First, just waking up and being able to still breathe, see and hear is enough to bring a peaceful smile to my face. I have been given the privilege of another day to enjoy to the best of my ability. I can sit, watch, and listen to the amazing song of the birds, listen to the wind as is blows through the trees, and smell the blooming roses, lavender, and geraniums.
Yes, I may some limitations, but I am still able to do so much. I can share a kind word, a smile and/or a friendly gesture like letting someone go ahead of me in the store. I am also able to use my camera to capture some of the beauty that encompasses me or use my artistic abilities to create something new to share with those around me.
I have also been given the privilege of being able to drive with the use of hand controls. Yes, there are moments where my pain is too high, and driving is out of the question. Yet on most days I am afforded the ability of picking up my grandchildren and having the afternoon to enjoy their company and teaching them.

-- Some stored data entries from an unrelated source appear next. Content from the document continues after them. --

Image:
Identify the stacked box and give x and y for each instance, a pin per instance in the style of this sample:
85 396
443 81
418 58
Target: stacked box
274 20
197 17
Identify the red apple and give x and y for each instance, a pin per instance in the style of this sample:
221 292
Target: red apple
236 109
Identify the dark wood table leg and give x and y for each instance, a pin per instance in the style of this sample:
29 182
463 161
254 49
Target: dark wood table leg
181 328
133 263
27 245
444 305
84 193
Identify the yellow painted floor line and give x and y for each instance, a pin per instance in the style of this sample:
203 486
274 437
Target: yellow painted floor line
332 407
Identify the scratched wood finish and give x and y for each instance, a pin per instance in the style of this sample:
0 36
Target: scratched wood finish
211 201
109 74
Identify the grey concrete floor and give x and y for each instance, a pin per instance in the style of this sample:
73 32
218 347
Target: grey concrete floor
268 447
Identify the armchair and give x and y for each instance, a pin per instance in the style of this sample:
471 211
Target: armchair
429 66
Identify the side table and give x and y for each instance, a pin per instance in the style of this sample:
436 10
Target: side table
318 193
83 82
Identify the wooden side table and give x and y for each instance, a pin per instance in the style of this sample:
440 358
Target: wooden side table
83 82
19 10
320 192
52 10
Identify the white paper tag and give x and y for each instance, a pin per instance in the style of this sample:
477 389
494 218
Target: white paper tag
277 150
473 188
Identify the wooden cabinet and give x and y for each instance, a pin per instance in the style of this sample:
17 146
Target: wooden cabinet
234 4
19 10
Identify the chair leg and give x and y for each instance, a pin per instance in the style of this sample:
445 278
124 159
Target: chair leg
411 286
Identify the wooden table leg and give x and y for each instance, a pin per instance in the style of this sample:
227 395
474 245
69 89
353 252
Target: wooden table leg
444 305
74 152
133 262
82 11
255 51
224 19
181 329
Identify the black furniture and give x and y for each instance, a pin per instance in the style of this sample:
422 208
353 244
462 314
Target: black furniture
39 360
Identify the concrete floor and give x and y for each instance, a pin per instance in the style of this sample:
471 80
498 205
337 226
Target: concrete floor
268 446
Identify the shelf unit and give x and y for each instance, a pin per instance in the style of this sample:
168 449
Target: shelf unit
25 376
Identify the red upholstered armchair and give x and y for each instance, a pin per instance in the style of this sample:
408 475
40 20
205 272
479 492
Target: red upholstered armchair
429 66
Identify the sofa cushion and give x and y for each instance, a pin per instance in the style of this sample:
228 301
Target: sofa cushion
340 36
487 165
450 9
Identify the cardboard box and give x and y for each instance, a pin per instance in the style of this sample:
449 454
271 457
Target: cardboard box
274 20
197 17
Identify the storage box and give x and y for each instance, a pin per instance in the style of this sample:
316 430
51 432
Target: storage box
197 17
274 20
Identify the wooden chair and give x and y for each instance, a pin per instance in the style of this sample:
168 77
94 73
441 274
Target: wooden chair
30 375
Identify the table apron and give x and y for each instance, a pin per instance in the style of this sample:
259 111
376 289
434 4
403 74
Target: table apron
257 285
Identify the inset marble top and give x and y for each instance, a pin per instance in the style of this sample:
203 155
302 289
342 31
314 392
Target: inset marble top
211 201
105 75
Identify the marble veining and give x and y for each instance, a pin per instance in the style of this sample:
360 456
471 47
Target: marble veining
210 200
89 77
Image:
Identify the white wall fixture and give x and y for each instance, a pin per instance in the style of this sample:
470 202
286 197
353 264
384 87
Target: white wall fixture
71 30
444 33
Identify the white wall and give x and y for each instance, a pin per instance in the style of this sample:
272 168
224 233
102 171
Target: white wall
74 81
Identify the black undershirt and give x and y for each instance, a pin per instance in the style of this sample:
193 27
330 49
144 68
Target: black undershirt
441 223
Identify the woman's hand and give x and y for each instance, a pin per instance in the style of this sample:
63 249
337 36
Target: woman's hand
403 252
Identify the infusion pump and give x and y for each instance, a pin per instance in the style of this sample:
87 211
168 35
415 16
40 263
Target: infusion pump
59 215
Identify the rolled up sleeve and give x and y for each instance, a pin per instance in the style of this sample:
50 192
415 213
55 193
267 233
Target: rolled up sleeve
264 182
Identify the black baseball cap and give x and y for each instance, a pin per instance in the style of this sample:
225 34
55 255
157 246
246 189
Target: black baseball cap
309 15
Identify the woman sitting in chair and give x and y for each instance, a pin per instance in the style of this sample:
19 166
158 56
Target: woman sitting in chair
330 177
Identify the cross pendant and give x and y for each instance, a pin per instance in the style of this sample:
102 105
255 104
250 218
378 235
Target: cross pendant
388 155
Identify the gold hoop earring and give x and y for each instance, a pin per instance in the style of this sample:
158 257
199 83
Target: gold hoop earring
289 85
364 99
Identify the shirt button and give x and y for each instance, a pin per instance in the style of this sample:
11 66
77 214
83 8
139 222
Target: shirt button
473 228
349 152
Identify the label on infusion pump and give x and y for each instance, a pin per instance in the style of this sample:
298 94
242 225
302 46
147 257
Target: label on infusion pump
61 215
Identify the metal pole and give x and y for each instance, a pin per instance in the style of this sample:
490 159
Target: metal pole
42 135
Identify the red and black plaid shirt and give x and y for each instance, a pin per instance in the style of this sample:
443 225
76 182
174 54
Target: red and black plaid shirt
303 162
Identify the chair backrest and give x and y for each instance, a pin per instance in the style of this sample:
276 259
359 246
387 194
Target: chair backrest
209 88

Although I can do all these things, without a thankful heart I would allow myself to become bitter, depressed and my pain would take over. Instead, my heart is alive, and I am thankful for so many things in my life. I can slow down and take the time to relish all the blessings that surround me. Even my pain reminds me that I am alive in this life. My injuries strengthened my faith and caused me let God carry me through. Through prayer I can refocus and regain being thankful for the blessings God has bestowed on me. I am nobody special, except in God’s eyes. We are all special in his eyes. So, no matter what we are facing I genuinely believe that we all have a better story to tell.